The Effects of Human Interaction on Dolphins
By Lily P.
Jean Fruh regularly sees people feeding these mammals. Fruh is a South Carolina master naturalist who works as a guide for Outside Hilton Head and directs the Outside Foundation which is a local nonprofit that teaches kids to protect the environment. Feeding the dolphins could eventually kill them. Sardines are bad for dolphins. They can go after fishing bait and hooks can get stuck in their stomach and cause infections. Illegal feeding can lead up to $20,000 in fines and one year in prison. It also brings dolphins closer to boats. They will eat anything. Feeding can change dolphin’s behavior. People can get bitten by the two hundred dolphins that live in Hawaii.

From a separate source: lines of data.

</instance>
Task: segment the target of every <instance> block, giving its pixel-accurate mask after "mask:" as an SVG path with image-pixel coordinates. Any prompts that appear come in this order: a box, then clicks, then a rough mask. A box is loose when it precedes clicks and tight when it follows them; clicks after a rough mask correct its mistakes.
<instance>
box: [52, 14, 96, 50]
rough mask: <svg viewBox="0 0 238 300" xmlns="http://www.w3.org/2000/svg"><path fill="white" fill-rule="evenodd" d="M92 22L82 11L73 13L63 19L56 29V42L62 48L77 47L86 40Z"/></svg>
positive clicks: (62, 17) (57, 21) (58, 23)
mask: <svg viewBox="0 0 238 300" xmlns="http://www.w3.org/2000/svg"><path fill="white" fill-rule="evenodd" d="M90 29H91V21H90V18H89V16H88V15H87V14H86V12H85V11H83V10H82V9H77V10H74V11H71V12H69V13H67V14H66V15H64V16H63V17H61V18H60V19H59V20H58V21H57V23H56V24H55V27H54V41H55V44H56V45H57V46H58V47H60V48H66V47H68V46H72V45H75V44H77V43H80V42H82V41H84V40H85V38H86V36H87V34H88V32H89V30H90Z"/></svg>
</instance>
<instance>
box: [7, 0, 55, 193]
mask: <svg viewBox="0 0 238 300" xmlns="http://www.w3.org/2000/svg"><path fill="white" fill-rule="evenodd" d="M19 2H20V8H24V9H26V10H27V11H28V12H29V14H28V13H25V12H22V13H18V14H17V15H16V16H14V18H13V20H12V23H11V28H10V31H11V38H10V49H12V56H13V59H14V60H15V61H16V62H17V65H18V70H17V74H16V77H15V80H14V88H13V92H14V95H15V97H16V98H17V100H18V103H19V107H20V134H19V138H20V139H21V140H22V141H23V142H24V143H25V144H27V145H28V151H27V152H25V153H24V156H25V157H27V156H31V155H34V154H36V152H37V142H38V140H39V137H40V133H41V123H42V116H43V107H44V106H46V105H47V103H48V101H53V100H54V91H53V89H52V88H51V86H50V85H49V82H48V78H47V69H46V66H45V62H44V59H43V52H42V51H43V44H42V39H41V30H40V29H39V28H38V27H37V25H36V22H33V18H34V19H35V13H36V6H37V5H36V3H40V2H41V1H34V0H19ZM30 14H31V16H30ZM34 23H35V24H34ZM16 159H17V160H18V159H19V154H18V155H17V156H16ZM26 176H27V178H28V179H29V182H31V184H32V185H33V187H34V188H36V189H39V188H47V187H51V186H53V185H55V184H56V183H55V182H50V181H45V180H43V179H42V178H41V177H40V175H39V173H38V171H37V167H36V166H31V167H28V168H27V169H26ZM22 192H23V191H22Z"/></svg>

The Solomon Island Drive Hunt is a form of fishing technique. People clap stones together to round up the dolphins and then they kill them. The dolphins are being slaughtered for their meat and for their teeth. Their teeth are made into necklaces and the meat is sold for cash. They are selling dolphin meat instead of fish because the fishing grounds are harmed by pollution and overfishing. Dolphin hunting is increasing. The first three months of 2013, people killed 1,674 dolphins. Most of them were Spotted, Spinner, and Bottlenose dolphins.
I hope you have learned a lot about dolphins. Dolphins are very graceful, gentle, intelligent, and playful, marine mammals. From the information that I have given you about all the harsh things that the people have done to these dolphins, they might one day vanish. However, they might not go extinct because they are very beautiful and precious animals that people won’t want to kill.